Bandwidth Settings
We use BESS to emulate two network set- tings with 8 Mbps bottleneck bandwidth (which we refer to as a highly-constrained) and 50 Mbps (which we refer to as a moderately-constrained). We choose these bandwidths because: (a) 50 Mbps is the median broadband speed experienced by more than half the countries in the world today and (b) 8 Mbps represents the bottom 10% percentile of country-level median bandwidths. 8 Mbps is also approximately the bandwidth that a 2K video would consume, allowing us to examine how contentious video services can be in a scenario where they can consume the entire link bandwidth. While these are the primary bandwidths Prudentia uses to evaluate fairness, in section 6 of the paper we run a one-off evaluation to examine how fairness evolves at other bandwidths. Prudentia’s regular iterations over services (http://www.internetfairness.net) only include these two settings because including more settings would multiplicatively increase the time to cycle across all-pairs of services.
Queue Sizing
Finally, we set the queue size of our Drop-tail FIFO bottleneck queue to approximately 4×BDP, based on input from large content providers who said that those are the buffer sizes they see in practice, and past work which implies that queues are at least this big.

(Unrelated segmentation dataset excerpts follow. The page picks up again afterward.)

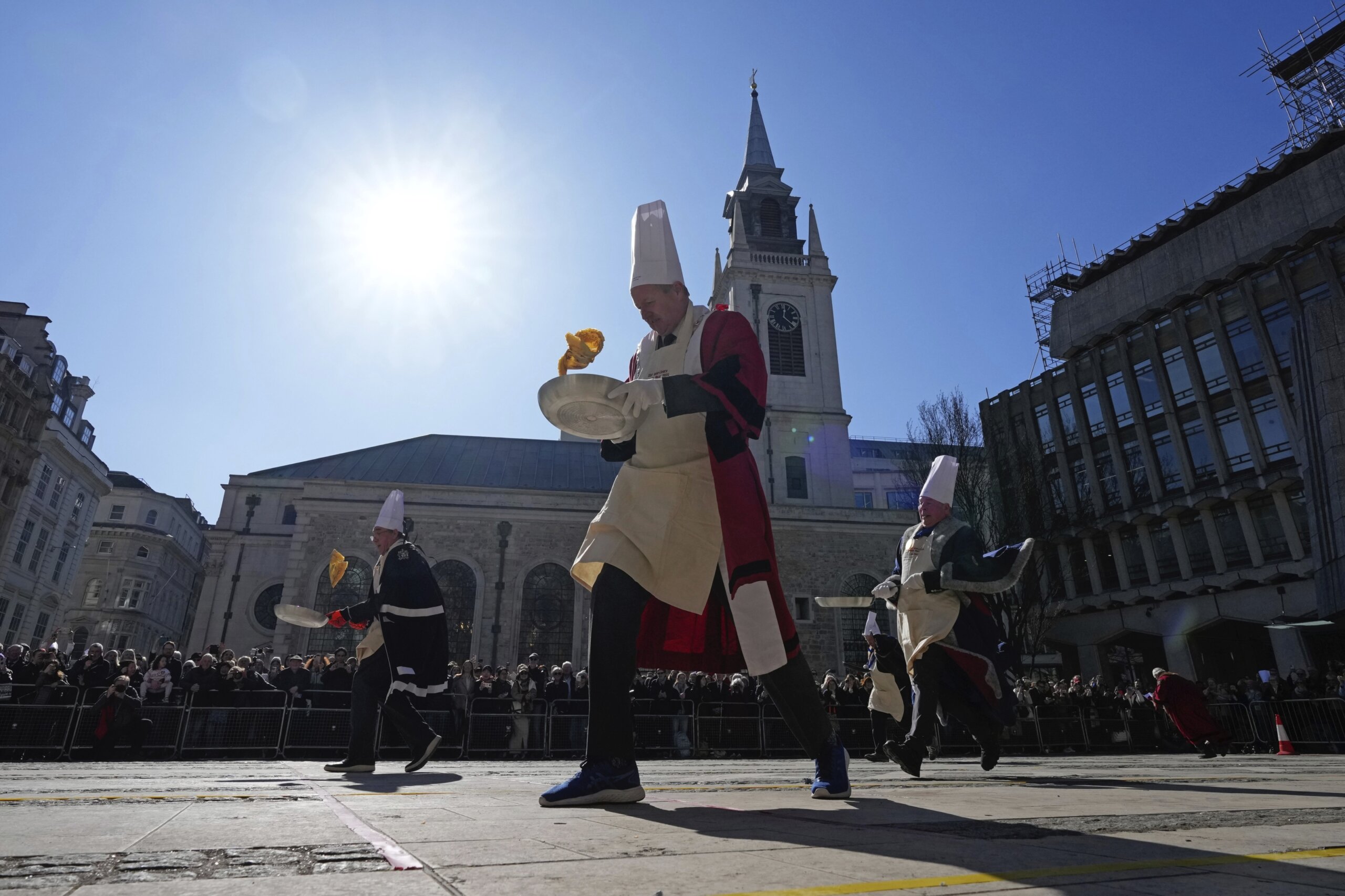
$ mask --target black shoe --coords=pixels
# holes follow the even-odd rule
[[[920,778],[920,749],[913,748],[909,744],[898,744],[894,740],[889,740],[882,745],[882,752],[888,755],[888,759],[894,761],[901,767],[901,771],[911,775],[912,778]]]
[[[412,756],[416,756],[416,759],[412,759],[409,763],[406,763],[406,768],[404,771],[409,772],[418,771],[425,763],[428,763],[434,756],[434,751],[438,749],[438,741],[441,740],[443,737],[436,735],[434,740],[429,741],[425,749],[422,749],[420,753],[412,753]]]

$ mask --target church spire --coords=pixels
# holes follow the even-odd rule
[[[744,165],[775,167],[771,155],[771,139],[765,136],[765,121],[761,118],[761,105],[756,98],[756,69],[752,70],[752,117],[748,120],[748,153]]]

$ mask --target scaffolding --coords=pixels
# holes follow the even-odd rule
[[[1345,7],[1333,3],[1329,15],[1275,48],[1262,35],[1260,57],[1243,75],[1264,73],[1268,93],[1279,97],[1289,137],[1276,149],[1306,147],[1345,126]]]
[[[1069,277],[1077,276],[1079,272],[1079,265],[1061,256],[1041,270],[1024,277],[1028,285],[1028,303],[1032,305],[1032,323],[1037,327],[1037,346],[1041,350],[1044,370],[1063,363],[1050,354],[1050,309],[1057,299],[1065,299],[1071,295],[1072,291],[1065,284]]]

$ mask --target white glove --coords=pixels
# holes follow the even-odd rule
[[[880,581],[878,587],[869,592],[878,600],[892,600],[897,595],[897,583]]]
[[[643,414],[650,405],[663,404],[662,379],[632,379],[607,393],[608,398],[625,400],[621,413],[631,416]]]

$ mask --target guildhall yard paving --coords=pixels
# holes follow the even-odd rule
[[[1341,893],[1334,755],[647,761],[644,803],[542,809],[561,761],[5,763],[0,893],[833,896]],[[363,831],[363,835],[356,831]],[[422,868],[393,870],[383,839]],[[317,880],[309,880],[316,876]]]

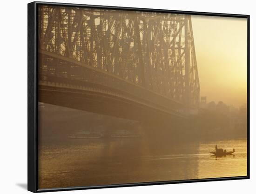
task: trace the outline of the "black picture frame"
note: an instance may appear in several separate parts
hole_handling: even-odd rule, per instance
[[[151,182],[113,184],[93,187],[79,187],[51,189],[38,188],[38,68],[37,68],[37,9],[39,5],[75,7],[85,8],[110,9],[124,11],[154,12],[164,13],[180,13],[210,16],[220,16],[246,18],[247,21],[247,175],[225,178],[207,178],[182,181],[161,181]],[[28,22],[28,93],[27,93],[27,190],[34,193],[67,191],[93,188],[154,185],[166,184],[204,182],[216,181],[234,180],[249,179],[249,15],[214,13],[198,12],[124,7],[112,6],[81,5],[45,2],[33,2],[27,4]]]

In section 6 of the paper we briefly examine the effect an even larger buffer would have on fairness.
RTT Settings
We normalize round-trip times between services to 50ms; all services we tested had an RTT to/from the testbed of ≤ 50ms and we used the software switch to insert additional delay for all services to normalize to 50ms. We selected 50ms as the highest RTT we recorded for a service was 40ms and we can only increase, not reduce, the delay experienced by a service. For services that use multiple flows we normalize the RTT based on the first flow of that service.
Background Noise
Although we fully control the client’s access link, we do not control what happens over the Internet. Hence, it is impossible for us to prevent upstream bandwidth bottlenecks, throttling, or sources of loss. However, we do mitigate these effects using two techniques. First, to detect upstream throttling, we run all services ‘solo’ to detect their maximum transfer rate in the absence of contention; only one service is throttled either by its server or network upstream (OneDrive, which should have achieved higher throughput, see Table 1). Second, to mitigate the effects of upstream congestion caused by transient traffic, we run multiple experiments between every pair and repeat experiments every two weeks; we also discard any experiments with more than 0.05% packet loss external to our testbed. If we see experiments with high variability or a large number of ‘outlier’ results, our scheduler automatically re-queues the service pair for additional testing to achieve stronger statistical significance, up to a maximum of 30 trials.